The Munsif Daily is an Indian multilingual newspaper published from Hyderabad, Telangana, India. The newspaper is published in Urdu, English, and Hindi languages. It was founded in 1963 and is considered one of the oldest and most widely circulated Urdu newspapers in India.

The newspaper is certified by the Audit Bureau of Circulations (ABC) and carries R.N.I. Registration No. 8181/63.

The current Editor-in-Chief is Mohammed Abdul Jaleel, who oversees the editorial operations, publication standards, and news policies of both The Munsif Daily and its digital platform, Munsif News 24x7.

== History ==
The newspaper was earlier managed by Mahmood Ansari. After his death in 1994, it was overseen by his elder brother Masood Ansari.

In 1996, the newspaper was acquired by Khan Lateef Khan, who introduced major modernization initiatives including full-colour printing and expanded circulation.

Following the death of Khan Lateef Khan on 6 August 2020, all leadership, publishing, and editorial responsibilities of The Munsif Daily were assumed by Mohammed Abdul Jaleel, who continues to serve as the sole authority overseeing the newspaper's editorial and publication operations.

== Munsif News 24x7 ==
Munsif News 24x7 is the official digital news platform of The Munsif Daily. It provides news coverage through its website, social media platforms, and YouTube channel. The platform publishes breaking news, live updates, interviews, editorial content, and multilingual reporting in Urdu and English.

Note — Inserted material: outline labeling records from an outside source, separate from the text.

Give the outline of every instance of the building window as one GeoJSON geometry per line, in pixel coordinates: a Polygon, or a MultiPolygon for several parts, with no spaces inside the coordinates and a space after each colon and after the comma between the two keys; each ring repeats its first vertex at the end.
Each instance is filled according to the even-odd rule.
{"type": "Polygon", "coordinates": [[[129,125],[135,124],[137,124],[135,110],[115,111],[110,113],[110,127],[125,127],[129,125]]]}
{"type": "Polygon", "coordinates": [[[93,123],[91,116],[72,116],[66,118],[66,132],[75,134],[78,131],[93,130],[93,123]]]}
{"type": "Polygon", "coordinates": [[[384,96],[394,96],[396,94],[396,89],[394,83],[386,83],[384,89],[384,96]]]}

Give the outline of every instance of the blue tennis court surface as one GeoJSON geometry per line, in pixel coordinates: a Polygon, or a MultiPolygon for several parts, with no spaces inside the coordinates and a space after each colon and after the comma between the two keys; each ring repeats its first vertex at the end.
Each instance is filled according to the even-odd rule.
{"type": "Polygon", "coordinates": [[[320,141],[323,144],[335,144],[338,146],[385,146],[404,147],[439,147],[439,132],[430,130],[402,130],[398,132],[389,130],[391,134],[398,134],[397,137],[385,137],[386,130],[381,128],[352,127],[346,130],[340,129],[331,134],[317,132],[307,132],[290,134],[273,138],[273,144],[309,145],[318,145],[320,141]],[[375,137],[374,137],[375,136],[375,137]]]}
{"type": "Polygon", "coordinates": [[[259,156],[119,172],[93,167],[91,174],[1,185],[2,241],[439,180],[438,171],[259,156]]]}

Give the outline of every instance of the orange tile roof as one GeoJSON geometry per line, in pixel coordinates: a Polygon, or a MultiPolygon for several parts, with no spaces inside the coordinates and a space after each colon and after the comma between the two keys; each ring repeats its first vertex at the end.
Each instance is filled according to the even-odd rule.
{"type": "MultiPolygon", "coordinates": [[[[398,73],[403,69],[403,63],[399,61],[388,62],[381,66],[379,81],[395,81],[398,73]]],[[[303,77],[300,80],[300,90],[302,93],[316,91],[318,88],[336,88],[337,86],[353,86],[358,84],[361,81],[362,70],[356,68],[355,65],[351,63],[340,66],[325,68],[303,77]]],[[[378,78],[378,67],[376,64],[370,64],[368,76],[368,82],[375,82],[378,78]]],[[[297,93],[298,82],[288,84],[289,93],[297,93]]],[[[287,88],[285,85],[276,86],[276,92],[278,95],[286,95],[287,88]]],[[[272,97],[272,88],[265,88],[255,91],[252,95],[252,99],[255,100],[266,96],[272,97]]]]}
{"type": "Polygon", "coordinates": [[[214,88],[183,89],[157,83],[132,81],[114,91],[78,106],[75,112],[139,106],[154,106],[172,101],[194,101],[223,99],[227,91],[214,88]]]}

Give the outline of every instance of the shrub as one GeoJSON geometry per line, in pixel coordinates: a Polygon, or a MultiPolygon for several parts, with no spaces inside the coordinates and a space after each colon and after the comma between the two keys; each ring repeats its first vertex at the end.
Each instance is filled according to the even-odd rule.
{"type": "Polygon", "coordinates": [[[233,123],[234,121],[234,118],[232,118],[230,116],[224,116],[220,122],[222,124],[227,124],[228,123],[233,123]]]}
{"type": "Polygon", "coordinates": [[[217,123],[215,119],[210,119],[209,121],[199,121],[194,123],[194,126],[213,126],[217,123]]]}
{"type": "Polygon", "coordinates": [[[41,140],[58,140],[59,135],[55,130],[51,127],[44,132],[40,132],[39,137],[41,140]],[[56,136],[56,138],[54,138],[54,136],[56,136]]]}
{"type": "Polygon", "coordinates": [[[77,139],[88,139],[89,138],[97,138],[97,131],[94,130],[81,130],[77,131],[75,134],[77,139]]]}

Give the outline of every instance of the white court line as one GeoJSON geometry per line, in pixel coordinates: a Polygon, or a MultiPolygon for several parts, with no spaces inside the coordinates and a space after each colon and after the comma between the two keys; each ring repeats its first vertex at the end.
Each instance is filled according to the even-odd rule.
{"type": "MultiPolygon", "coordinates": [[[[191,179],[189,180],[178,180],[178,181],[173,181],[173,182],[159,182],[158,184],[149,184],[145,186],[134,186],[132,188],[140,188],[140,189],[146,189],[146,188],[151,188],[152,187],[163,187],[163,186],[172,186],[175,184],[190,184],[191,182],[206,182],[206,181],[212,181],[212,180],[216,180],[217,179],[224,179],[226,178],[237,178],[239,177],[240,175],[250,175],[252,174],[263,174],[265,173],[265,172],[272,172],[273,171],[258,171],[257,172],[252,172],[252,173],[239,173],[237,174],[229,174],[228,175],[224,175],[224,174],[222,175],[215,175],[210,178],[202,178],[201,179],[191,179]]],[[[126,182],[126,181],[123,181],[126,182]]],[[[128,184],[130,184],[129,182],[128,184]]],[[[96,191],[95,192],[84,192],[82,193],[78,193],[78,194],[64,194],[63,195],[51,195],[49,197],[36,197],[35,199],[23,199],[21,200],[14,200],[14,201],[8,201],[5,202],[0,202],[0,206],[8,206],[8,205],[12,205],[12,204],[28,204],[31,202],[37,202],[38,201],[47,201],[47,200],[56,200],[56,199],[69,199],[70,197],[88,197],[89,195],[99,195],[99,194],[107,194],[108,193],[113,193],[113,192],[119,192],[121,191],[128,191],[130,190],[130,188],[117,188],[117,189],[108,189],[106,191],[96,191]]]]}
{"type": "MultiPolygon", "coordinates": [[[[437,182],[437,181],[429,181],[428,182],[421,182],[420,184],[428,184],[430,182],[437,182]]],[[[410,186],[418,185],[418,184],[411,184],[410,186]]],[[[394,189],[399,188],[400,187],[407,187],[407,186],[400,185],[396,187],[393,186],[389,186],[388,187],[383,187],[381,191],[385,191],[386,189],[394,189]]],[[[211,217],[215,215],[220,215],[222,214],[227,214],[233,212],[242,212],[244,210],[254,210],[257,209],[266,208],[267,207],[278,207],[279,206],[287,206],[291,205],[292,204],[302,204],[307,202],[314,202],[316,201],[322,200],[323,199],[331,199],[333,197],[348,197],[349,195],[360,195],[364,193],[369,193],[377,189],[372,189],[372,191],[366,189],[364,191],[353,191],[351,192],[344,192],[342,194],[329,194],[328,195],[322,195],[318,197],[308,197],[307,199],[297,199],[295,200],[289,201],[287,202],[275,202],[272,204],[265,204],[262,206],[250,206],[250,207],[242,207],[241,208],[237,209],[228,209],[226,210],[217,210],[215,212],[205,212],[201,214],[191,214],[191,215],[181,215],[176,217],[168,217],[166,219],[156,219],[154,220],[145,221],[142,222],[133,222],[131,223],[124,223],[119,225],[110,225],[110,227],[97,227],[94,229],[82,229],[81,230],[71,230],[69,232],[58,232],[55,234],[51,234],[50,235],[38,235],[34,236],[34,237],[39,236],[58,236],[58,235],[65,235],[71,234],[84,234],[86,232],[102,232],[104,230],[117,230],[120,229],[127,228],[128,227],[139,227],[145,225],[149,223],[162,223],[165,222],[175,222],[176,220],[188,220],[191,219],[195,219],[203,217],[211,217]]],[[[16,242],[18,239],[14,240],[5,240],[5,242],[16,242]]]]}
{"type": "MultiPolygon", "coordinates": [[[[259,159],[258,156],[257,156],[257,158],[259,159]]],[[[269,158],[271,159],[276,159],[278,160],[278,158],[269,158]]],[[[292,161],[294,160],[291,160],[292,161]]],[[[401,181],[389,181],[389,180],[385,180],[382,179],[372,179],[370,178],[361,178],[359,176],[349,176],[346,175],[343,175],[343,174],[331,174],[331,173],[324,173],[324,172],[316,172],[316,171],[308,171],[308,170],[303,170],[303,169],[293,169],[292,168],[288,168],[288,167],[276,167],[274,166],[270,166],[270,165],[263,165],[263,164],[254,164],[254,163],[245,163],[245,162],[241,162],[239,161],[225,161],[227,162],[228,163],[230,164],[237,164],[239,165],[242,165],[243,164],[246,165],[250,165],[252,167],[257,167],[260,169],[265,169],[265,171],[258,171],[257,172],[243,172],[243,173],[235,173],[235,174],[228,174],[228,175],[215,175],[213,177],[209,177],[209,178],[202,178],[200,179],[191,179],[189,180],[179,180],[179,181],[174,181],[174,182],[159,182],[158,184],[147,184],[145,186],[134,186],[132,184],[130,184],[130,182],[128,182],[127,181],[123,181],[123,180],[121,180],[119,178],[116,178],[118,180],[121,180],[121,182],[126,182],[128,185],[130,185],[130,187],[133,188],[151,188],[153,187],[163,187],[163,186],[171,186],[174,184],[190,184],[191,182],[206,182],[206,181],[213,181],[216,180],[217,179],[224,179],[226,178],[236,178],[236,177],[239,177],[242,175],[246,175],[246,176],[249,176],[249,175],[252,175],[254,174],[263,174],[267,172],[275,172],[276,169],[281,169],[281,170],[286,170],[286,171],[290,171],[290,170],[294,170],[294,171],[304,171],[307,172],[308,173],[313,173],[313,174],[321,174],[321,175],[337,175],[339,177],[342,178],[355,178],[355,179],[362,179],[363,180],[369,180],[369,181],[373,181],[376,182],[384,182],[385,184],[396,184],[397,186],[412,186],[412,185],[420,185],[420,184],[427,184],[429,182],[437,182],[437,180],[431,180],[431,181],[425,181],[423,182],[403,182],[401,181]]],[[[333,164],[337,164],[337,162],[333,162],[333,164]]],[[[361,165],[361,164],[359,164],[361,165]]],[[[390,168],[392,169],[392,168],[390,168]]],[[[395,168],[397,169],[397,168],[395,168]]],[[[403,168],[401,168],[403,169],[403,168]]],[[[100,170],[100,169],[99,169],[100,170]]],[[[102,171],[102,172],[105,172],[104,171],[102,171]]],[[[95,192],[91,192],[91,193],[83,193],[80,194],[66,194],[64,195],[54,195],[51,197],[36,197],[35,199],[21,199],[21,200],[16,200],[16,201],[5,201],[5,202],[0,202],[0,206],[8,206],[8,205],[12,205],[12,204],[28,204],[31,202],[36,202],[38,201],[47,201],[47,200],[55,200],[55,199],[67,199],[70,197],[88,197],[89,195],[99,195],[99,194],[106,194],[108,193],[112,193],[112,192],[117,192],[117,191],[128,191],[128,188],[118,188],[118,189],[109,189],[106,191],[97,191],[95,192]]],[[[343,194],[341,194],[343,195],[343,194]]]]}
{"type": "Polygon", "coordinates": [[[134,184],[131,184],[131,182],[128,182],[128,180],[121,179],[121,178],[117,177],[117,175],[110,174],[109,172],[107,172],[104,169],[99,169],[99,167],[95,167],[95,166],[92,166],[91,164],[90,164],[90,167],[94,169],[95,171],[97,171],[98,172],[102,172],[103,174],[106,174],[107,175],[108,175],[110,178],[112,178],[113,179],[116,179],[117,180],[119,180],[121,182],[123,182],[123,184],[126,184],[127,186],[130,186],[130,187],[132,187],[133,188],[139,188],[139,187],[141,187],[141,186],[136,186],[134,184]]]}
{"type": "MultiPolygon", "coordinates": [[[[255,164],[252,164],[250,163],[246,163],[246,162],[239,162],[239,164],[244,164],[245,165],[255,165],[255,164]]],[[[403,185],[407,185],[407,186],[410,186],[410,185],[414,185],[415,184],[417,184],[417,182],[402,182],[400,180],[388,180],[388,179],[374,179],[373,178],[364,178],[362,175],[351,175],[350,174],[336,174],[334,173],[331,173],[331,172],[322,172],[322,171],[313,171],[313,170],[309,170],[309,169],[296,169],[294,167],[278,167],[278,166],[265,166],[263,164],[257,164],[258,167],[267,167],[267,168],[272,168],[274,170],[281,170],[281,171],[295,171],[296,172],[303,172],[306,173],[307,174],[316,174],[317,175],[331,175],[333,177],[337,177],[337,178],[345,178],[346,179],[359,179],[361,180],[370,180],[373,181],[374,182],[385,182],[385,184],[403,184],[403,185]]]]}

The digital platform operates under the editorial supervision of Mohammed Abdul Jaleel and follows the same editorial standards and journalistic principles established by The Munsif Daily.

According to the organisation, Munsif News 24x7 reaches audiences across Telangana, Andhra Pradesh, Karnataka, Maharashtra, the Gulf countries, Europe, and the United States through its digital presence and social media distribution.

== Editorial leadership ==
Mohammed Abdul Jaleel serves as the Editor-in-Chief of The Munsif Daily and Munsif News 24x7. He is responsible for editorial policy, newsroom management, publication standards, and digital operations.

The organisation has publicly clarified that The Munsif Daily and Munsif News 24x7 have no association with "Munsif TV", describing it as a separate entity operating independently.